In oft-violent cyberworld, this man's best friend doesn't even bite

October 08, 2005|By STEPHEN KIEHL | STEPHEN KIEHL,SUN REPORTER

NEW YORK -- For years, Shigeru Miyamoto says, the women in his Tokyo neighborhood didn't like him. He's a charming guy, sure, but he's also the chief video game designer for Nintendo. That makes him Public Enemy No. 1 for those who think video games are too violent and pornographic.

But recently, Miyamoto has become more popular. The reason: Nintendogs.

The new video game, which Miyamoto designed for the hand-held Nintendo DS, allows players to choose a pup at a kennel and raise the dog as if it were their own. This virtual dog must be fed, watered, loved and taken for walks. Don't bathe him and he gets fleas. Don't feed him and he runs away. Don't play with him and he sulks in a corner.

It's a cute-bomb lobbed at an industry that has become obsessed with violence and sex, and it's a sensation. The game ($30 retail) has sold almost 500,000 copies in North America since going on sale in late August, one of the fastest launches of a hand-held video game. An additional million have been sold in Japan, where Miyamoto's female neighbors are at last warming up to him.

"For a long time [they] thought I was doing something that really wasn't good for kids," he said in a recent interview.

Through a translator, he said, "When I make a game like Nintendogs, then all of a sudden they get very interested ... and they start to kind of open up."

The game is opening new markets for Nintendo, particularly among young women who had been turned off by the violent nature of most video games. And for those intimidated by the dizzying array of buttons on game controllers, Nintendogs offers this attraction: To play the game only a stylus is needed - and a soft spot for adorable puppies.

"It's not so much a story," said J.C. Smith, a Nintendo spokesman. "It's about a relationship."

The Nintendo DS touch-screen allows players to pet their dogs using a stylus or their fingers.

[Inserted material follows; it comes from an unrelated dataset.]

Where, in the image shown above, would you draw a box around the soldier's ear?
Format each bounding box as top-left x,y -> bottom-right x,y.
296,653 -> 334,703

The system's microphone lets players name their dogs and teach them tricks and voice commands. Players must clean up after their dog on walks or risk being castigated by neighbors.

"DID YOU JUST LEAVE YOUR DOG'S POOP ON THE SIDEWALK?!" scolds Audrey, who lives in the virtual neighborhood of the game, if a players doesn't properly tend to the dog. The neighborhood also includes all manner of trash on the streets, which makes dogs sick if they are allowed to eat it.

Still, playing the game is more sanitary than owning a dog.

"It's like a real dog, except you don't have to pick up its poop," said Lilia Jimenez, a 9-year-old from Brooklyn who was at the Nintendo World store in New York recently to meet Miyamoto.

Mary McDonough, 29, an administrator at the Johns Hopkins University, often plays her Nintendogs on the bus and at lunch. She has two virtual dogs - a Labrador, Twinkie, and a beagle, Dru. She says she'd rather play with them than watch TV at night.

"I don't want to watch the 10th Survivor. I want something that's really interesting that's worth my time," said McDonough. Her Lab has won competitions against other dogs in the game, but Dru is tougher to train: "The beagle's kind of a pain, but I'm hoping that as she and I bond, she's not as difficult."

McDonough is a selective video-gamer. She doesn't play sports games or shooter games, partly because they take too much time. But she can turn on Nintendogs while she's making dinner and watch her pups play.

"It's not as though the game sucks you in and you can't look away for a second or you'll be killed or something," she said. "You can do other things and still be a person."

Children have embraced the game, particularly those whose parents won't let them play violent games or own real dogs. At a Nintendogs fashion show in New York's Riverside Park last month, dozens of kids showed off their Nintendogs.

The game has a wireless function that enables it to identify other Nintendog owners nearby. When that happens, the games "bark" and then exchange information; that lets players meet each other and play with each other's dogs. When the dogs get along, they lie on the ground and lick each other. When they don't, snarling fights ensue.

Mark Levin, a 10-year-old from Fair Lawn, N.J., has four virtual dogs: a pug, a beagle, a Lab and a Yorkshire terrier. He said that by taking good care of them, he has shown his parents he can be a responsible pet owner.

"I really like animals and I really wanted to get a dog, so my parents said I could get Nintendogs," Levin said. "Now we're talking about getting a real dog because of this game."

Miyamoto, who created Super Mario Brothers and Donkey Kong for Nintendo, was in New York last month for the doggy fashion show and an autograph-signing that drew more than 700 people, of widely varying ages and races, to Rockefeller Center.